Without generic competition, Angeliq 0.25/0.5 remains one of the more expensive combination HRT options:

• Average cash price: $224-$234 for a 28-day supply
• With discount coupons (GoodRx): As low as $186/month
• Bayer Savings Card: Commercially insured patients may pay as little as $0 (up to $125/month savings). Uninsured patients receive up to $75 off.
• Bayer Patient Assistance Foundation: Provides Angeliq at no cost to eligible low-income patients

Many insurance formularies cover Angeliq but may require prior authorization or step therapy (typically trying generic Prempro or Activella first). For a comprehensive cost guide to share with patients, see How to Save Money on Angeliq.

Tools and Resources for Your Practice

Help Patients Locate Stock

Medfinder for Providers allows you to check real-time pharmacy availability for Angeliq 0.25/0.5 28 Day and direct patients to pharmacies with current stock. This can be integrated into your prescribing workflow to avoid sending prescriptions to pharmacies that can't fill them.

Pre-identify Alternative Pharmacies

Independent pharmacies and specialty pharmacies tend to have more flexible ordering relationships with wholesalers. Consider maintaining a list of local independent pharmacies that are willing to special-order Angeliq for your patients.
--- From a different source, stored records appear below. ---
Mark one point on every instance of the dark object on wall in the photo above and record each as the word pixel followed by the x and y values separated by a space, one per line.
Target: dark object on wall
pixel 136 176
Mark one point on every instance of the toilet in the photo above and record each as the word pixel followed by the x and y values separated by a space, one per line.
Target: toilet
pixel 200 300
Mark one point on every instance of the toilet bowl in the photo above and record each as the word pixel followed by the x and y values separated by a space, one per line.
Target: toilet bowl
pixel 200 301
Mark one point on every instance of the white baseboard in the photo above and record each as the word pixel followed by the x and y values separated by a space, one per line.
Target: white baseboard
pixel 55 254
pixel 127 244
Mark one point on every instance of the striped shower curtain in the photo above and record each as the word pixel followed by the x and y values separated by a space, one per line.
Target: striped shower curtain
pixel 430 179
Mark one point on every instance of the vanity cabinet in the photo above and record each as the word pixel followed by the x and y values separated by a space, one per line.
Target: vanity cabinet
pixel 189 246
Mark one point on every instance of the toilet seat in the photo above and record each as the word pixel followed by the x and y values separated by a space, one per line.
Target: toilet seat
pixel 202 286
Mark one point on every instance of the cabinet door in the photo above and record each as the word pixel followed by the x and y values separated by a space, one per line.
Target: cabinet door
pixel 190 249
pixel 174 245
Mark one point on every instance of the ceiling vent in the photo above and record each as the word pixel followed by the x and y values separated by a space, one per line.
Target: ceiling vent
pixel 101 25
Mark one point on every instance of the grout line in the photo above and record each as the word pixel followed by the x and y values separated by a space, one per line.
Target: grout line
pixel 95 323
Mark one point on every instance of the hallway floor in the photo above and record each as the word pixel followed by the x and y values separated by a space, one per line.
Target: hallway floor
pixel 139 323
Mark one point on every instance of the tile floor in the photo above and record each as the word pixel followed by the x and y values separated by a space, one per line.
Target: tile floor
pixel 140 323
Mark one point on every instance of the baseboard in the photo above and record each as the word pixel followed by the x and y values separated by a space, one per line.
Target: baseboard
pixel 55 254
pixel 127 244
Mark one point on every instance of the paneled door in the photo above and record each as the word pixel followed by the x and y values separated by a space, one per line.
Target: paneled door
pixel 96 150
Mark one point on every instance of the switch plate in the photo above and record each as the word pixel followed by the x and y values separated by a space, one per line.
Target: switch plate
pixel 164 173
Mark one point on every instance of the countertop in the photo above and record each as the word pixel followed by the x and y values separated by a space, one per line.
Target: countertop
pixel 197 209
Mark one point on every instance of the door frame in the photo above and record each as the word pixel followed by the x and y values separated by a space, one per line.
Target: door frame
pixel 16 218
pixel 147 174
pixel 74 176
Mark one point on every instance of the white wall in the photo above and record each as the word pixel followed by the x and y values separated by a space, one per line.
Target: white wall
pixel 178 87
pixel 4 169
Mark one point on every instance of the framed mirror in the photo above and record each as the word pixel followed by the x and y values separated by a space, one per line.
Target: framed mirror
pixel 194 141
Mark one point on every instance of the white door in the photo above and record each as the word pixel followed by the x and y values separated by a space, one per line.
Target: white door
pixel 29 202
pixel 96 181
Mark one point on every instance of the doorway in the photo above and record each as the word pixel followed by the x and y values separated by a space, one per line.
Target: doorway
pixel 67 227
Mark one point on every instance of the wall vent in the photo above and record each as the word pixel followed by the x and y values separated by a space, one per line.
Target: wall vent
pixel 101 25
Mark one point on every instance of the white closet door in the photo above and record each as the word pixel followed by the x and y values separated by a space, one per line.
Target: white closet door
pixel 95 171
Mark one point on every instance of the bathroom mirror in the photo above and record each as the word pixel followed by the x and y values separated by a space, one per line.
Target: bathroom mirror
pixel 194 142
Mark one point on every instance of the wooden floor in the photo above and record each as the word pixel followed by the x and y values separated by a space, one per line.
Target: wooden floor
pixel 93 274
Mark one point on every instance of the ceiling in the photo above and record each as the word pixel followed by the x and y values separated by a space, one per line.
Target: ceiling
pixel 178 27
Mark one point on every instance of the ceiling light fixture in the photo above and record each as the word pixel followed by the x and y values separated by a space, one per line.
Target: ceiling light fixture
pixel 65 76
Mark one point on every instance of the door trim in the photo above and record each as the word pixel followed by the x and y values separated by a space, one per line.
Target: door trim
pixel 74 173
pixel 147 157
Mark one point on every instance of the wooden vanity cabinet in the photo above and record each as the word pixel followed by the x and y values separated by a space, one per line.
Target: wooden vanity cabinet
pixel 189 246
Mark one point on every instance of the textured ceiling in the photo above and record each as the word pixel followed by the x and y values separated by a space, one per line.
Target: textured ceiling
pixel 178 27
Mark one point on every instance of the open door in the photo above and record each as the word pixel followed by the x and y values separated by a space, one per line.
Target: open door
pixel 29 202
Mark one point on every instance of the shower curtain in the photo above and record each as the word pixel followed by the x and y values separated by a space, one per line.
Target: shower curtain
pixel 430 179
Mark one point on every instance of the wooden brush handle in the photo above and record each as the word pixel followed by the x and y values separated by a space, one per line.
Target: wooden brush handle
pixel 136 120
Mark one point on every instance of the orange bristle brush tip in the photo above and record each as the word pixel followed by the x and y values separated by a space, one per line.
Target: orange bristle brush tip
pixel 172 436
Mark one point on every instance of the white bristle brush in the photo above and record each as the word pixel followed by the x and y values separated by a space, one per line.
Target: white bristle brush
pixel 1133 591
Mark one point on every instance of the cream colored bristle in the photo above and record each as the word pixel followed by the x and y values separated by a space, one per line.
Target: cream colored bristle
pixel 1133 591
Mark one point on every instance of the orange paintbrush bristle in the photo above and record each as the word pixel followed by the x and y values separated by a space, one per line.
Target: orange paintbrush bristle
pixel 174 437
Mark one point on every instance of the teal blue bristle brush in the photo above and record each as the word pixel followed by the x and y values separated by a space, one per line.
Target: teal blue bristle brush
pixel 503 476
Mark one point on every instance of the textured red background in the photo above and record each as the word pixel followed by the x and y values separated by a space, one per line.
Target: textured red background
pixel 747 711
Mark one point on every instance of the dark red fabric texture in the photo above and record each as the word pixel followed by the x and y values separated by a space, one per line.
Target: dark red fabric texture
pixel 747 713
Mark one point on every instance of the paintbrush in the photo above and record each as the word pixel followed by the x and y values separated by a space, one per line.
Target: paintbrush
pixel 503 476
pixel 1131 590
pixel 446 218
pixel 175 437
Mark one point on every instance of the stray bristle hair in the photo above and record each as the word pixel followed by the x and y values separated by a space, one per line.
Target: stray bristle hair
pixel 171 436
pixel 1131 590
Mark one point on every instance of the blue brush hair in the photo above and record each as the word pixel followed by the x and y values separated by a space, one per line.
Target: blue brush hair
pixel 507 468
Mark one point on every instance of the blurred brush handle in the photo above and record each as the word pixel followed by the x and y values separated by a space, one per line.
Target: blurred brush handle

Proactive Prescription Management

For patients on Angeliq, consider writing prescriptions with refills and encouraging auto-refill enrollment. Advise patients to initiate refills 10-14 days before running out. For a practical guide to share with patients, see our provider's guide to helping patients find Angeliq.

Looking Ahead

The availability situation for Angeliq 0.25/0.5 is unlikely to improve significantly before 2031, when the patent expires and generic competition may enter the market. In the meantime, the most effective approach is a combination of proactive prescription management, patient education about pharmacy options, and having a clear alternative HRT plan ready if supply disruptions occur.

The approval of a generic for the 0.5/1 mg strength in 2025 is a positive signal that generic manufacturers see commercial potential in the Drospirenone/Estradiol combination, which may accelerate interest in the lower-dose formulation once patent protection ends.

Final Thoughts

Angeliq 0.25/0.5 28 Day occupies an important niche in the HRT landscape — its Drospirenone component offers unique antimineralocorticoid and antiandrogenic benefits that other combination products don't provide. For patients who do well on this formulation, maintaining access is clinically meaningful.

By leveraging tools like Medfinder, proactively managing prescriptions, and having alternative strategies ready, providers can help ensure their patients don't experience treatment gaps due to supply constraints.